Начавшуюся войну автор статьи рассматривает как схватку между «культурой» и «цивилизацией». «Культура, — пишет он, — это вовсе не противоположность варварства; часто это лишь стилистически цельная дикость... это законченность, стиль, форма, осанка, вкус, это некая духовная организация мира... Культура может включать в себя оракулы, магию... человеческие жертвоприношения, оргиастические культы, инквизицию... процессы ведьм... Цивилизация же — это разум, просвещение, смягчение, упрощение, скептицизм, разложение». Из тезиса, что искусство внутренне не заинтересовано в прогрессе и просвещении, в удобствах «общественного договора», словом, в цивилизации человечества, и относится к таким первородным стихиям жизни, как религия, половая любовь и война, выводится далее тезис о сходстве художника с солдатом. Противопоставление «художник — бюргер», говорит Томас Манн, это романтический пережиток, подлинные полюса — это «цивилист» и «солдат».

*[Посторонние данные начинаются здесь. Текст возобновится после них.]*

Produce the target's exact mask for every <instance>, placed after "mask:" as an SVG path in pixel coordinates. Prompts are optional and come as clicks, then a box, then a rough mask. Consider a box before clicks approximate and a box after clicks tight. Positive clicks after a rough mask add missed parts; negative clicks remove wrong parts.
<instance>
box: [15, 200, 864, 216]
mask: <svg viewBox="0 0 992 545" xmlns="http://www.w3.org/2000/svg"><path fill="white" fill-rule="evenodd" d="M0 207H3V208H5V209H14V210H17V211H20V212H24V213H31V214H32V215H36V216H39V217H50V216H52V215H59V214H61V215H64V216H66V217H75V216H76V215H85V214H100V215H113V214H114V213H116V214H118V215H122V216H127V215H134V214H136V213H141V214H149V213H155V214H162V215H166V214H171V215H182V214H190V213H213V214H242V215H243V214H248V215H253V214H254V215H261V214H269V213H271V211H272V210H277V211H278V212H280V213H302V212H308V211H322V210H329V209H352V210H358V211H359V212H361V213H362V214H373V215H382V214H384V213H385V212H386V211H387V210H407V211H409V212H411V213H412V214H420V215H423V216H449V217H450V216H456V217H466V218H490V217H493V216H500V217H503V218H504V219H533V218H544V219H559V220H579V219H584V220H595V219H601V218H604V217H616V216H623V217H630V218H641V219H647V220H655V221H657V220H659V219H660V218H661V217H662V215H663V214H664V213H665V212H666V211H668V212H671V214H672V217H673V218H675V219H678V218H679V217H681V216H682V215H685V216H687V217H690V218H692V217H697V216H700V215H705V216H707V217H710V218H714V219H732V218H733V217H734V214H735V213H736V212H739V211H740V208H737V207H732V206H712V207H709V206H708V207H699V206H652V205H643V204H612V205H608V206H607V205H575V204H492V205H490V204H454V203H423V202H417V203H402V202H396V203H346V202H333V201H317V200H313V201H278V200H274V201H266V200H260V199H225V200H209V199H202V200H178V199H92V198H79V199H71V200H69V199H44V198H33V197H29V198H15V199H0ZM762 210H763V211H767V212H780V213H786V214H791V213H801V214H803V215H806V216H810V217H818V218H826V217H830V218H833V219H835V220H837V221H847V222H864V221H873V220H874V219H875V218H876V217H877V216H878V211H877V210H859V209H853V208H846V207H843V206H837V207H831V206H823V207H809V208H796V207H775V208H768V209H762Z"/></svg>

Не будем снова тревожить тень Ницше, не будем напоминать о пророчествах Людвига Дерлета, исследуя истоки этих спекуляций, давно и без права обжалования осужденных историей. Не их истоки важны были в те дни для тех, кто внутри Германии и за ее рубежами ждал слова писателя, «властителя дум», как ждут путеводного знака, сбившись с дороги, а их конечный смысл их злободневный, политический итог. А итог был таков — цитируем: «Не так-то просто быть немцем, это не столь удобно, как быть англичанином, это далеко не такое ясное и веселое дело, как жить на французский манер... но тот, кто хочет, чтобы немецкий образ жизни исчез с лица земли ради humanité и raison или вовсе уж ради cant24, тот святотатствует... Германия сегодня — это Фридрих Великий. Это его борьбу доводим мы до конца».
В августе 1914 года германские войска, нарушив договор о нейтралитете Бельгии, перешли бельгийскую границу и, подвергнув артиллерийскому обстрелу город Лувен, уничтожили там ценнейшие архитектурные памятники. После этого Ромен Роллан напечатал в женевской газете «Открытое письмо Герхарту Гауптману», где заявил об ответственности интеллигенции за преступления военщины и задал писателям-немцам прямой вопрос: «Кто вы — потомки Гёте или потомки Аттилы?» На это-то письмо Роллана и ответил Гауптман статьей «Против неправды». Опубликование «Мыслей во время войны» было, по существу, вступлением Томаса Манна в полемику, начавшуюся между Ролланом и шовинистически настроенными немецкими писателями. Уже в декабре Роллан откликнулся на эту статью в «Журналь де Женев» упреком в безумной заносчивости и злом фанатизме. Эту же статью, по-видимому, имел в виду и неизвестный Томасу Манну А. В. Луначарский, когда, работая в 1915 году над рецензией на «Страну Шлараффию» Генриха Манна, попутно упомянул о младшем брате романиста в таких словах: «В настоящее время Томас Манн является совершенно сумасшедшим шовинистом, истерические вопли которого даже в глазах самых заядлых пангерманистов кажутся компрометирующими».
Но к любым трезвым и дальновидным оценкам его искренних и, как он думал, аполитичных рассуждений — ведь он, по его мнению, касался лишь чистых идей — наш герой был тогда, в первые месяцы войны, еще глух. Переубедить его могли только уроки событий, а не доводы инакомыслящих. А к инакомыслящим принадлежал брат, Генрих, и упорство, с каким Томас Манн продолжал, как мы увидим, аргументировать и оправдывать свои взгляды на идейное содержание всемирной битвы, изложенные в статье «Мысли во время войны», — продолжал, даже когда апогей его воодушевления войной миновал, — это упорство объясняется не в последнюю очередь болью личных обид.